Olivier Dubouclez : De la philosophie au théâtre, la continuité ne va pas de soi, non seulement parce que la philosophie, à quelques notables exceptions, s’est longtemps méfiée de la « représentation » et du « spectacle », mais aussi parce rien n’assure de prime abord que le théâtre constitue un lieu ouvert à l’acte philosophique. Une singularité de votre parcours tient pourtant au rapport qui s’y noue entre la scène – comme auteur, acteur ou metteur en scène – et la pensée spéculative – comme philosophe, théoricien du théâtre et universitaire. Vous avez d’ailleurs consacré à cette question un ouvrage en 1997, Relation (entre théâtre et philosophie). Pourriez- vous revenir sur la façon dont ont cohabité chez vous ces deux domaines de création et de pensée ?
Denis Guénoun J’ai vécu d’abord cette relation sur le mode de l’hétérogénéité : quand je faisais de la philosophie, je ne parlais pas nécessairement de théâtre et, une fois au théâtre, en particulier dans mon travail de metteur en scène, je recherchais la radicalité de l’acte dramatique pour lui-même, en montant notamment du Shakespeare – Roméo et Juliette, La Nuit des rois, Jules César (1975 – 1976). J’ai ensuite mis en scène des pièces dont j’étais moi-même l’auteur, et mon travail n’avait rien de visiblement philosophique et n’était d’ailleurs pas perçu comme tel. Au contraire, on me faisait le grief de donner dans le « théâtre populaire », en proposant des drames historiques, notamment avec la Trilogie de Pâques (1985 – 1992). Je me suis arrêté alors et suis revenu à la philosophie, à plein temps et pour elle-même, philosophie dont l’objet était principalement politique. La conjonction entre théâtre et philosophie s’est faite plus tard, même si au moment de la Lettre audirecteur de théâtre (1996), il y avait déjà un intérêt pour cette « relation ». Le théâtre y posait une question à la philosophie : « Toi, philosophie, es-tu capable de t’exposer ? Puisque, toi aussi, tu es affaire d’exposition, viens donc sur scène et voyons ce qui arrive… ». C’était justement ce que dans la Lettre, dans le texte qui posait cette question, je prétendais réaliser.
OD Peut-on dire que votre « première manière », tournée vers l’Histoire et soucieuse d’abord de raconter, était en rupture avec une certaine idée, et même avec une certaine philosophie du théâtre ?
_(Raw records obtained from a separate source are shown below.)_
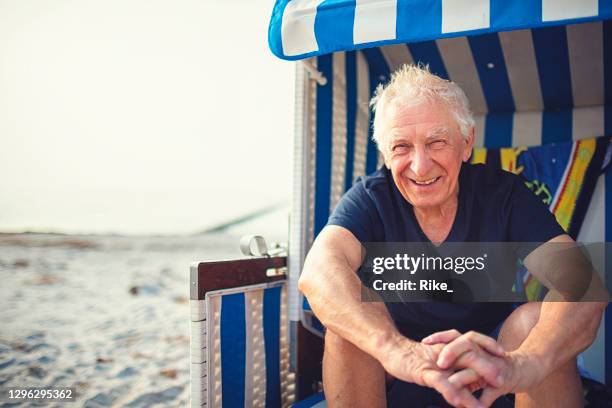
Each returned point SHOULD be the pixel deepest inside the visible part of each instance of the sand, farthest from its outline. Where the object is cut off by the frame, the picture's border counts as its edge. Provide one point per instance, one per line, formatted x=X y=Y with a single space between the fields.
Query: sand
x=105 y=314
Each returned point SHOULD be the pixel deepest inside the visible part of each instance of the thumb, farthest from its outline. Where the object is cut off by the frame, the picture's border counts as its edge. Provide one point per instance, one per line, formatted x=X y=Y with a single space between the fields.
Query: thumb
x=489 y=395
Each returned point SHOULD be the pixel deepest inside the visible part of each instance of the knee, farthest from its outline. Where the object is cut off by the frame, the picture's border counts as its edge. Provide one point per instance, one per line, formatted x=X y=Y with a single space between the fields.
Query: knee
x=518 y=325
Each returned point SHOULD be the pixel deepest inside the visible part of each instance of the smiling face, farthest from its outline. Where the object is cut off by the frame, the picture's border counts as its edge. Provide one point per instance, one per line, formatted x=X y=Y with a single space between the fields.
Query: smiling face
x=425 y=152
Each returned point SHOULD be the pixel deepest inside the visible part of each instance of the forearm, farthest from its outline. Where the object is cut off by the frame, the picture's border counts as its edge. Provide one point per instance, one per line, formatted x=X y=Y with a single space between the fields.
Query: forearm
x=564 y=329
x=334 y=293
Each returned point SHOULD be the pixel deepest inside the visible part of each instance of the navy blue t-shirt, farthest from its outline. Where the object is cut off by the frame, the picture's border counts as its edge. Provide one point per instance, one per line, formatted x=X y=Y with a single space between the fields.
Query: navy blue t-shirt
x=494 y=206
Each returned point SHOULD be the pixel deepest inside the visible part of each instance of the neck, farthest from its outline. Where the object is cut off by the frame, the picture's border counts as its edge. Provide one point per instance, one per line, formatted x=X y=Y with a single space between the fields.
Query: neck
x=437 y=214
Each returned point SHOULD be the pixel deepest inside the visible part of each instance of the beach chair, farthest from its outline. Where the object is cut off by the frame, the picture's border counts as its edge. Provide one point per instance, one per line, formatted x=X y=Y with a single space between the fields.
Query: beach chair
x=537 y=73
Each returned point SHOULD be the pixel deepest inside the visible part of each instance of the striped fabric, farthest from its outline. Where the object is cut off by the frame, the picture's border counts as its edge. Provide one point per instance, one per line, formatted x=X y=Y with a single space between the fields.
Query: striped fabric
x=563 y=176
x=240 y=352
x=305 y=28
x=526 y=87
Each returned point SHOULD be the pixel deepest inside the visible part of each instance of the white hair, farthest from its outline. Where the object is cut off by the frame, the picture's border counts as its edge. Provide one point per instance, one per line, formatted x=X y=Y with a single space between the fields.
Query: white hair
x=412 y=85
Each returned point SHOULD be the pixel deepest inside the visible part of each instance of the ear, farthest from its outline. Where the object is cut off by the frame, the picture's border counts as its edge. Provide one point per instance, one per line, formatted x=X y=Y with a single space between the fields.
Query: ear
x=468 y=145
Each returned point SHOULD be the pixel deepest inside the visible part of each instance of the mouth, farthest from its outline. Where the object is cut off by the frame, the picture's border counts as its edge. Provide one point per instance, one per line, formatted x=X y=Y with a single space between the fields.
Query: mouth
x=425 y=183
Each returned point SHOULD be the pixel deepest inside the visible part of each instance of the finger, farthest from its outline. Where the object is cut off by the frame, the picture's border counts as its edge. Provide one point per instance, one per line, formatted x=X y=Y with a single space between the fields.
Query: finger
x=464 y=343
x=441 y=337
x=464 y=378
x=489 y=395
x=477 y=385
x=457 y=397
x=484 y=365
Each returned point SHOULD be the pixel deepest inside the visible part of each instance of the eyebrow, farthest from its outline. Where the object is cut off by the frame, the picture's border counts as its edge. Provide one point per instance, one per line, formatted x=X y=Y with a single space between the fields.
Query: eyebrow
x=441 y=131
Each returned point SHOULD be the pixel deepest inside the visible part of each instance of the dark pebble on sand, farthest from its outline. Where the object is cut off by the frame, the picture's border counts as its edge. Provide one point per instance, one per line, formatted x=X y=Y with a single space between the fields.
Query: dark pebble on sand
x=127 y=372
x=102 y=360
x=37 y=372
x=169 y=373
x=21 y=263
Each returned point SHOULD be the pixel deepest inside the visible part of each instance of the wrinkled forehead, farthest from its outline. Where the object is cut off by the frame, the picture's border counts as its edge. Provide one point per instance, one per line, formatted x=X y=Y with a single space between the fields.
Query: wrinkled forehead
x=431 y=119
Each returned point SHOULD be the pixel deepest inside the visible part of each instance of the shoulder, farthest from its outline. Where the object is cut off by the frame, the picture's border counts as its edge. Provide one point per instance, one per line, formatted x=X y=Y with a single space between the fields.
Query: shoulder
x=490 y=185
x=489 y=177
x=372 y=188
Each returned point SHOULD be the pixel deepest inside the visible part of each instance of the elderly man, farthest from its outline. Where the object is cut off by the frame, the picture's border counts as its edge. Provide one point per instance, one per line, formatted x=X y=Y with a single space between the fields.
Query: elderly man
x=416 y=353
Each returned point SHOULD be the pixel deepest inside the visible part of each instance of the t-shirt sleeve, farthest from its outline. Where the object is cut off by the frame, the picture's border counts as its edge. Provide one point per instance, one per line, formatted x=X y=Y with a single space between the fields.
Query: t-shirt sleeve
x=357 y=213
x=530 y=220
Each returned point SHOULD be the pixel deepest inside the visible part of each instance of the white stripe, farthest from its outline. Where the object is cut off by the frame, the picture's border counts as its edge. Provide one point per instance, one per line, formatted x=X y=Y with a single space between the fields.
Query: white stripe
x=593 y=227
x=553 y=10
x=521 y=65
x=553 y=204
x=462 y=15
x=396 y=55
x=297 y=28
x=338 y=129
x=479 y=129
x=374 y=20
x=585 y=47
x=587 y=122
x=215 y=389
x=255 y=356
x=312 y=163
x=363 y=116
x=287 y=378
x=301 y=215
x=593 y=230
x=459 y=62
x=527 y=129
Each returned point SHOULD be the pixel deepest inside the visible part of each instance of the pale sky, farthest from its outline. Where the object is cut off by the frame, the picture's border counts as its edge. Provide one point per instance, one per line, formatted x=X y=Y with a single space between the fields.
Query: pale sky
x=140 y=116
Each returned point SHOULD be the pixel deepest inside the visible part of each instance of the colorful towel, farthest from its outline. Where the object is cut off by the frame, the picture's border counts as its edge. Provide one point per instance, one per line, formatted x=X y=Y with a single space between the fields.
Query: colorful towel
x=563 y=175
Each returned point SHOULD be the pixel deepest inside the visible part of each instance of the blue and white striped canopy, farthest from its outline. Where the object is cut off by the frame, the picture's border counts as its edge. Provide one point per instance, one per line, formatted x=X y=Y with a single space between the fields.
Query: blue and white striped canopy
x=305 y=28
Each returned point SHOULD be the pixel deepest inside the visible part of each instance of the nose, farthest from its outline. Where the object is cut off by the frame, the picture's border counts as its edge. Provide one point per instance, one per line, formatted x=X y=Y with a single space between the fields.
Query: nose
x=421 y=162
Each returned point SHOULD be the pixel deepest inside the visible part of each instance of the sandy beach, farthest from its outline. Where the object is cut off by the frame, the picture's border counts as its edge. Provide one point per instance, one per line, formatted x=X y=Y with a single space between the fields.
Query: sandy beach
x=105 y=314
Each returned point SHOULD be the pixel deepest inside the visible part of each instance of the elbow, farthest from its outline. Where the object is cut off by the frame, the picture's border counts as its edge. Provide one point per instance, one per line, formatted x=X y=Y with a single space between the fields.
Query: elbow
x=305 y=282
x=590 y=333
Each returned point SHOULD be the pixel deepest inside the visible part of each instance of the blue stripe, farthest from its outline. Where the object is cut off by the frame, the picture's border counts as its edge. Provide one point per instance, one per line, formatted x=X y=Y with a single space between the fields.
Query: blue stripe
x=608 y=268
x=323 y=144
x=427 y=52
x=275 y=41
x=334 y=24
x=429 y=18
x=498 y=130
x=351 y=116
x=310 y=401
x=379 y=72
x=607 y=46
x=552 y=59
x=514 y=13
x=556 y=126
x=491 y=66
x=271 y=316
x=233 y=349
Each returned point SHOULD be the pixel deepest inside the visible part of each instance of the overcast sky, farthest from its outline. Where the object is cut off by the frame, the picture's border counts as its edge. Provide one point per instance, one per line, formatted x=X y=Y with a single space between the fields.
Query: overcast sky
x=140 y=116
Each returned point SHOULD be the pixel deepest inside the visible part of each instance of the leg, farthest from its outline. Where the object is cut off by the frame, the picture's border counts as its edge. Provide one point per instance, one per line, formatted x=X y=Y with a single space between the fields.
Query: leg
x=560 y=389
x=351 y=377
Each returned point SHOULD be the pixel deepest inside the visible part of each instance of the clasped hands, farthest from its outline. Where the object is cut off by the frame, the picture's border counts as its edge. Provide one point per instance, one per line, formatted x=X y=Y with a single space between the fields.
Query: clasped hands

DG Indiscutablement. Au théâtre, comme ailleurs, j’ai toujours été animé par une certaine passion pour le réel, très proche de la démarche documentaire telle qu’on la trouve au cinéma. Or, dans les théories philosophiques du théâtre, on considère souvent qu’il y a une incompatibilité entre le théâtre et pareille façon de rendre compte de la réalité. Pour Szondi le drame est un monde clos, fermé sur lui-même. On trouve déjà cette idée chez Nietzsche et dans la tradition : le fait d’aller chercher quelque chose qui a vraiment lieu est la destruction du dramatique. Briser cette clôture est l’un des moteurs de la démarche brechtienne dont je suis héritier, même si à l’époque où le brechtisme était dominant, je n’étais pas personnellement engagé sur ce plan.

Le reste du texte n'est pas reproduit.